The SpaceX CRS-24 Dragon cargo ship splashed down on January 24th in the Gulf of Mexico off the coast of Florida returning a CubeLab investigation on the aging in blood, also known as hematopoietic, stem cells and the transformation of these cells into cancer cells. Initial post-flight analysis revealed a successful live return of hematopoietic stem cells were successfully returned to Earth. This demonstrated live-return assures cell viability that will allow our partners to study the physiological health of stem cells in response to being in the extreme microgravity environment.
“If we can find early predictors of cancer progression on the ISS, we are ideally positioned to rapidly translate them into clinical trials … back on Earth,” shared Principal Investigator Catriona Jamieson during the initial announcement of a NASA Research Announcement award to develop a new integrated space stem cell orbital research laboratory on the ISS.
Transduced Stromal Co-Cultures of Human Bone Marrow in Microgravity, also known as Space Tango-Hematopoietic Stem Cells, investigates aging in blood (hematopoietic) stem cells and the transformation of these cells into cancer cells. The data from this investigation provides important insight into those processes and may lay the basis for the discovery of novel strategies to detect, prevent, and stop the development of certain blood cancers.
This is investigation is in partnership with the NASA-funded UC San Diego Integrated Space Stem Cell Orbital Research (ISSCOR) laboratory – a platform to enhance existing and develop innovative technologies that will drive academic, philanthropic, and industry demand for the utilization of low Earth orbit (LEO) capabilities.
Exposure to microgravity in low-Earth orbit can speed up both processes, simulating aging and enabling the study of cell response to injury, capacity for repair, overall stem cell fitness, and evolution of blood cancers.
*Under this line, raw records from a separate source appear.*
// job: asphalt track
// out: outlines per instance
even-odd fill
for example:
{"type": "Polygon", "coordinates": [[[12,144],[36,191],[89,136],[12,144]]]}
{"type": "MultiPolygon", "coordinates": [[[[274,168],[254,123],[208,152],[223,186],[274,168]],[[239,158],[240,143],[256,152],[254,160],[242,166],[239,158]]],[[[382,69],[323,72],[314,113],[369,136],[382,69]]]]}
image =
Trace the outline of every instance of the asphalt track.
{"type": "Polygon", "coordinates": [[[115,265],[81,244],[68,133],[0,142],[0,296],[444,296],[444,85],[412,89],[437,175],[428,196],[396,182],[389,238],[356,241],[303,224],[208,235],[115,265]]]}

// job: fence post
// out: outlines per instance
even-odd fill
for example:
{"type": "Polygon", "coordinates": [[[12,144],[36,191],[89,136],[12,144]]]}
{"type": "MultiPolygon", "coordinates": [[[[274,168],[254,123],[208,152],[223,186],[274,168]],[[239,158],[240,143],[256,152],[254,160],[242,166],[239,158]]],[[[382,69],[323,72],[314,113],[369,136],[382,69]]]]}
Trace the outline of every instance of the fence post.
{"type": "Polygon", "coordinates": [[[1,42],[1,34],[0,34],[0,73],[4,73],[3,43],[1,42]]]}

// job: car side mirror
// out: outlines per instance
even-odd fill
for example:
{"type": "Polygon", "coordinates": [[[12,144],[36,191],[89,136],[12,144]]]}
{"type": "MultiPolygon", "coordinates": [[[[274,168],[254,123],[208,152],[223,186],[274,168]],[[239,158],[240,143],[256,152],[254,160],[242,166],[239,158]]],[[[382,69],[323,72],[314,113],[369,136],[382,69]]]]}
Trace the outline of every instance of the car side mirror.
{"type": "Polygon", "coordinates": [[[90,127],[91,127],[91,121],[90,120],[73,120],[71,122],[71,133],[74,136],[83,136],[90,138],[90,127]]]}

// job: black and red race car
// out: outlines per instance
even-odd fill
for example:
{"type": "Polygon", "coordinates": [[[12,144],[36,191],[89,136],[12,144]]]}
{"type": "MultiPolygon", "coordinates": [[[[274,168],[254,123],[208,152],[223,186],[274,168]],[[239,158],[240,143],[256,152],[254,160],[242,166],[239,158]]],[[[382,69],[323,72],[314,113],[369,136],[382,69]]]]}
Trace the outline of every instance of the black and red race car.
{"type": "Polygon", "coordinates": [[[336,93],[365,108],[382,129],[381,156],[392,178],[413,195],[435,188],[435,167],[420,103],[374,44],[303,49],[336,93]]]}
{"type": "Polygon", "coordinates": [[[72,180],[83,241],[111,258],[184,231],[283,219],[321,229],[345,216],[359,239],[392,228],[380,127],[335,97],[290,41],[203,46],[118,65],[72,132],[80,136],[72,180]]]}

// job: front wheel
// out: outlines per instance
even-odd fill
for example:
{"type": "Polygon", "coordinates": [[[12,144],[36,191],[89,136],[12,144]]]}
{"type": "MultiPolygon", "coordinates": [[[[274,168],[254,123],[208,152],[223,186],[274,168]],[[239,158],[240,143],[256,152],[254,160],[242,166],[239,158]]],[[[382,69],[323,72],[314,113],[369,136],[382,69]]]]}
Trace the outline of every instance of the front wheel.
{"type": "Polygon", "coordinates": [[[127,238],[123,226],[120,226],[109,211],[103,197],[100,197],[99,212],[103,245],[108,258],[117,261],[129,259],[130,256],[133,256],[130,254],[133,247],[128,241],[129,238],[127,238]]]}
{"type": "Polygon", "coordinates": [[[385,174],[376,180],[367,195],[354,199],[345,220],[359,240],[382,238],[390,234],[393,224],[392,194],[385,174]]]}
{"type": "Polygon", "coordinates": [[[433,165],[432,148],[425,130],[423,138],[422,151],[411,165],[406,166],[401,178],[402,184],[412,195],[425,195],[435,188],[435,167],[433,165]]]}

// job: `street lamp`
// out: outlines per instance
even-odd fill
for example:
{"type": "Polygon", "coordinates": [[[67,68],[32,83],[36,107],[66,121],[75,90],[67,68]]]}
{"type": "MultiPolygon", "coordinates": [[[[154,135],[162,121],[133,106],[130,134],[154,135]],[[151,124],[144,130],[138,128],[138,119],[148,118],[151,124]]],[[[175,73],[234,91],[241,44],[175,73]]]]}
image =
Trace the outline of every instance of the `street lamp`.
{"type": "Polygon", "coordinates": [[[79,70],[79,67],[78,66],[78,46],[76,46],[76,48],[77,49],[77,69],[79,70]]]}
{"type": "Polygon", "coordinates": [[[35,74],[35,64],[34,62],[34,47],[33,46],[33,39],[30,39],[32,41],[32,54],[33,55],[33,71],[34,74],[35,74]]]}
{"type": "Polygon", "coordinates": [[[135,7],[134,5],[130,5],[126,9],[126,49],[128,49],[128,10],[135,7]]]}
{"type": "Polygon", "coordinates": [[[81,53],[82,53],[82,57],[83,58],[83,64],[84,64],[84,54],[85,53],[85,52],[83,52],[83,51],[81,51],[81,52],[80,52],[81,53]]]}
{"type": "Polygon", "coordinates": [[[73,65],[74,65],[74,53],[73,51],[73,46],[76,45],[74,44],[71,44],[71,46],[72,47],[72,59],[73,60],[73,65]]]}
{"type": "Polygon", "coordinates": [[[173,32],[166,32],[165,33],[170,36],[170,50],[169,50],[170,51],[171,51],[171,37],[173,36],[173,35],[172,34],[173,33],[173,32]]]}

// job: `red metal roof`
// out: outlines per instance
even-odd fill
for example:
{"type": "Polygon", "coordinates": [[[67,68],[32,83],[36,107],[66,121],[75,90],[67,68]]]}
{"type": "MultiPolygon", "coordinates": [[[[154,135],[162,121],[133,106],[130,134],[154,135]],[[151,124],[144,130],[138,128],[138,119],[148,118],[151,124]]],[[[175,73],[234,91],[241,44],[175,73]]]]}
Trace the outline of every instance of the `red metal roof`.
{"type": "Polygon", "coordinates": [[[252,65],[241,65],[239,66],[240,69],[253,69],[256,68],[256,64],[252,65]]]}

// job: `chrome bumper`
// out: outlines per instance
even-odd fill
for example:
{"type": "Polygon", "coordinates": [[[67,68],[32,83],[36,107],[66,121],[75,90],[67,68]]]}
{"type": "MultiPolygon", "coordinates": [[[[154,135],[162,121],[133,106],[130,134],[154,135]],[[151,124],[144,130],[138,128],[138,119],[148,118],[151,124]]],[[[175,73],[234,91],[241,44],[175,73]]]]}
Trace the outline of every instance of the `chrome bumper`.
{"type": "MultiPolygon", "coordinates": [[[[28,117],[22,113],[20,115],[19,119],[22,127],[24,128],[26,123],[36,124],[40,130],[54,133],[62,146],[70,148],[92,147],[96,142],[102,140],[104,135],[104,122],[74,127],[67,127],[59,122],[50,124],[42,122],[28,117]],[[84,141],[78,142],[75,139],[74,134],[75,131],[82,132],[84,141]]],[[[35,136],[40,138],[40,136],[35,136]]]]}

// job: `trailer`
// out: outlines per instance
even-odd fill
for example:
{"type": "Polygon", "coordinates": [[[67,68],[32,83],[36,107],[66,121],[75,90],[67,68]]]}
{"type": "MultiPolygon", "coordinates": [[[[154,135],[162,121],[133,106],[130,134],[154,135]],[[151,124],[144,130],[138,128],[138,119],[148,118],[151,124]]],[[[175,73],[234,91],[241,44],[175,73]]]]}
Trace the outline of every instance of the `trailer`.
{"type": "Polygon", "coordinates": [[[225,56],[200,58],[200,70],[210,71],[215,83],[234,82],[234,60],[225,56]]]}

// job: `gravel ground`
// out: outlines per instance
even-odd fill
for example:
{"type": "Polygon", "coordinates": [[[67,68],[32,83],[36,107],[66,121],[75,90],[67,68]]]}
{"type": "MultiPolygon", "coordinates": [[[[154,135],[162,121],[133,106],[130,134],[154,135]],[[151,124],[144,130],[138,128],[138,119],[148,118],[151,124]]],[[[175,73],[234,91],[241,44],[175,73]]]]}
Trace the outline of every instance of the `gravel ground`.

This study could support the development of new ways to prevent, detect, and treat certain blood cancers.
Operating in the microgravity environment is, presently, unique to the International Space Station. Such investigations cannot be conducted on Earth and require uniquely designed subsystems that allow us to assess the impact that a reduced force of gravity has on science. Developed with this in mind, the Space Tango Cell Culture CubeLab provides a flexible subsystem package for applications in regenerative medicine. The automated Cell Culture CubeLab for this investigation is designed to help to maintain the viability of hematopoietic stem cells and is predicated on the utilization of ISSCOR nano-bioreactors. This integrated system is equipped with a thermal management system, a microscope imaging system known as TangoScope, and fluid routing systems to transport media to and from cells.
While on the International Space Station, we worked collaboratively with our partner throughout the 30-day mission duration to evaluate and quantify the cell’s immune response and function. Space Tango downlinked over 6000 images from the flight payload and over 3000 additional images from the ground unit in near real-time allowing the UC San Diego ISSCOR mission operations team to make observations throughout media changes. Supported by our TangoScope™ automated capabilities, software engineers were able to adjust preset imaging locations to accommodate for any shifting or movement cells may have experienced from both the launch and from being in a microgravity environment. Fluorescence images were post-processed to create composite images to share with UC San Diego in near real-time.
Upon returning to Earth, the CubeLab was returned to Space Tango at the Kennedy Space Center Space Station Processing Facility where team members greeted the CubeLab and removed biological samples. Following this de-integration process, the space-faring stem cells were returned to the University of California San Diego for further analysis revealing the successful live return of stem cells using CubeLab hardware. This demonstrated live-return assures cell viability that will allow our partners to study the physiological health of stem cells in response to being in the extreme microgravity environment.
Flight and ground control sample analysis is currently underway. Thousands of raw fluorescent microscope images were shared with the UCSD team allowing the partner to further analyze the impact of the microgravity environment on hematopoietic stem cells. An analysis of the microgravity investigation is underway with the support of data from an asynchronous ground control unit and will provide helpful information to support the next launch of this investigation on SpaceX CRS-25 scheduled to launch in June 2022.